In the film Babette’s Feast, based on a story of the same title by Isak Dinesen a highly-gifted chef schooled in cooking as high art escapes war-torn Paris. She finds herself living in gentle servitude to two good and pious but dour, nearly joyless, sisters.
With no inkling who Babette is, the sisters instruct her on preparing their diet of long-simmered dried fish. Definitely not cooking as high art and probably offensive to the talented chef. Babette says nothing and does not show off what she knows. Until she wins money in a lottery.
She doesn’t take the money to live a little more luxuriously elsewhere. Instead, she spends it on the makings of a feast that she prepares with much care. The feast is an unexpected gift to the people of this cold and gray seaside village. It’s nothing like they had ever known and something they’ll never forget.

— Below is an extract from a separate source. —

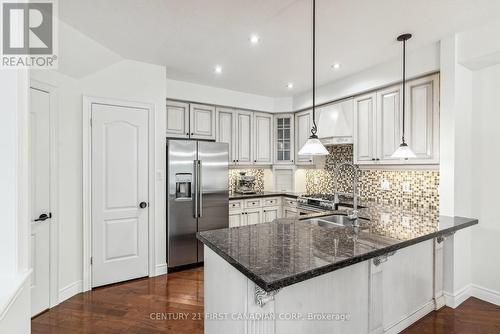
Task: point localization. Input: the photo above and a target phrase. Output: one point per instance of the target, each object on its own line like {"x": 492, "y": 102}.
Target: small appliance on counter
{"x": 246, "y": 184}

I have watched this film a few times, mostly for its memorable dinner scene. The expressions and comments of diners show them clearly savoring the dishes, allowing tastes to linger sensuously on their taste buds. No one rushes to gobble up dishes. Instead, diners pause and pay attention. The dishes fill them with wonderment.
But the sumptuous dinner does much more than celebrate food’s appeal to the senses. Depending on their orientation, readers/writers have interpreted Babette’s Feast in religious, artistic, or psychological terms (for example, this article by Priscilla Ferguson).
At infrequent dinners we’ve had at a local restaurant I find myself replaying the dinner scene in Babette’s Feast. Only, my version of it is more intense and full of happy surprises: Our feast is, after all, real and not vicarious.
The menu is inventive and includes uncommon ingredients used in uncommon ways. Once seated, diners have to put their fate in the chefs’ hands. You don’t get a printed menu (you do get one with the bill). You learn what you’ll have next when the server brings and describes each dish. This may intimidate someone who likes to always be in control or isn’t adventurous about food.
The whole dinner unfolds in the manner of a full course French menu, You get small servings of amuse bouche, fish and meat courses, palate cleansers and dessert. Each dish is a symphony of flavors, textures, and colors, with unexpected twists and ingredients. For instance, a very light bay leaf mousse spooned over a mélange of variously textured citruses. Or tiny slices of sweet tart red beets on top of melting cauliflower puree. Or a sweet oyster shrouded in sea foam and contrasted with tiny slices of crunchy potatoes. Baby shrimp is fragrant with pea tendrils, chrysanthemum, and rhubarb. All dishes are created from a belief in cooking as high art.
Babette has been reincarnated at this restaurant, where chefs treat cooking as high art. It’s the only restaurant in the area with two Michelin stars. Maître Chef James and his staff love what they do. Like all gifted artists passionate about their medium, they push cooking as high as they can take it.
My experience at this restaurant has inspired my latest novel, Sugar and Spice and All Those Lies.